In terms of the substandard Spring Break hotel, well, that’s something a little research might have helped with. A good travel agent wouldn’t have let this happen, but certainly, a look at the calendar and the hotel reviews might have suggested that South Beach wasn’t the best place to overnight during Spring Break. Unless you’re 18.

I contacted Hotels.com on Berg’s behalf. Yesterday, she got the following email from the company:

Thank you for taking the time to write to us in regards to booking numbers 081193841, 081192307, 081191963, 081192285, 081193528, 081193560 and 081193576. I do show that each one of these bookings have been cancelled and fully refunded.

I am very sorry for any inconvenience this may have caused you.

We would like to extend to you USD 100.00, in hotel credit vouchers, known as “Hotel Bucks” in appreciation for your business. These “Hotel Bucks” may be used as credit towards your next Hotels.com reservation with any hotel we service (pre-paid, discounted properties only).

Berg is happy with that resolution. So am I.

(Photo of South Beach girls by lumierefl/Flickr Creative Commons)

2 thoughts on “Overcharged for my overrated room on Hotels.com

  1. Hotels.com overcharged me for a hotel. I became aware of the price difference when I checked into the hotel & spoke to the front desk. They told me that the hotels off season rate was significantly less. I contacted Hotels.com & questioned this & they told me the difference in price could not be refunded to me because it did not fall under the price match policy of being advertised for less online & that I had already checked in the hotel. All I wanted was at least half of the difference refunded, I don’t feel that I should have been overcharged by so much.  Very bad business practice. 
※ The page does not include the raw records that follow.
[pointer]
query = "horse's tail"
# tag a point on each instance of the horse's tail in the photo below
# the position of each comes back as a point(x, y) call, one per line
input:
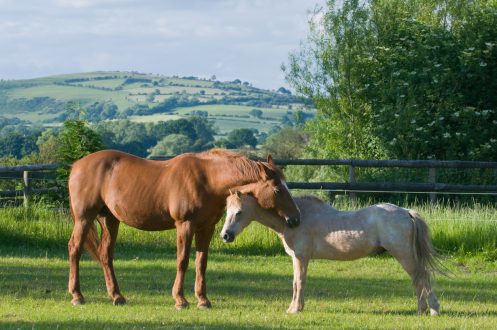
point(426, 257)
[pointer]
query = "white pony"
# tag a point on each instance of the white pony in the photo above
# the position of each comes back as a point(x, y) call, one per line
point(326, 233)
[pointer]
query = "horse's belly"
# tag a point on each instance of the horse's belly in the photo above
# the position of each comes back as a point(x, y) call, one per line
point(346, 246)
point(152, 221)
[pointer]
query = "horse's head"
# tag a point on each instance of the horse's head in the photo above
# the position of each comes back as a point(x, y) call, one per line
point(240, 211)
point(271, 193)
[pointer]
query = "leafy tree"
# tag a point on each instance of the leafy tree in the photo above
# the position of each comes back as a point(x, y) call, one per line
point(288, 143)
point(401, 79)
point(77, 140)
point(171, 145)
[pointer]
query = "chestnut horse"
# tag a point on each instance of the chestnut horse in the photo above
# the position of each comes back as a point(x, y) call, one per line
point(326, 233)
point(187, 192)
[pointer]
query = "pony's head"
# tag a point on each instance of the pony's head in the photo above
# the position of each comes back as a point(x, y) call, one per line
point(271, 193)
point(240, 211)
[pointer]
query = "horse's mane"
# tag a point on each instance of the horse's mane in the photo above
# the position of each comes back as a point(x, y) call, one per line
point(309, 199)
point(244, 165)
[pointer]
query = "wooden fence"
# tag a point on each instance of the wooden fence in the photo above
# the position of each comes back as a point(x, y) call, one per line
point(432, 187)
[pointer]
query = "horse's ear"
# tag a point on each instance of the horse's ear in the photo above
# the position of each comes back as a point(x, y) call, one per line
point(270, 160)
point(266, 172)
  2. Hotels.com overcharged me for a hotel. I became aware of the price difference when I checked into the hotel & spoke to the front desk. They told me that the hotels off season rate was significantly less. I contacted Hotels.com & questioned this & they told me the difference in price could not be refunded to me because it did not fall under the price match policy of being advertised for less online & that I had already checked in the hotel. All I wanted was at least half of the difference refunded, I don’t feel that I should have been overcharged by so much.  Very bad business practice.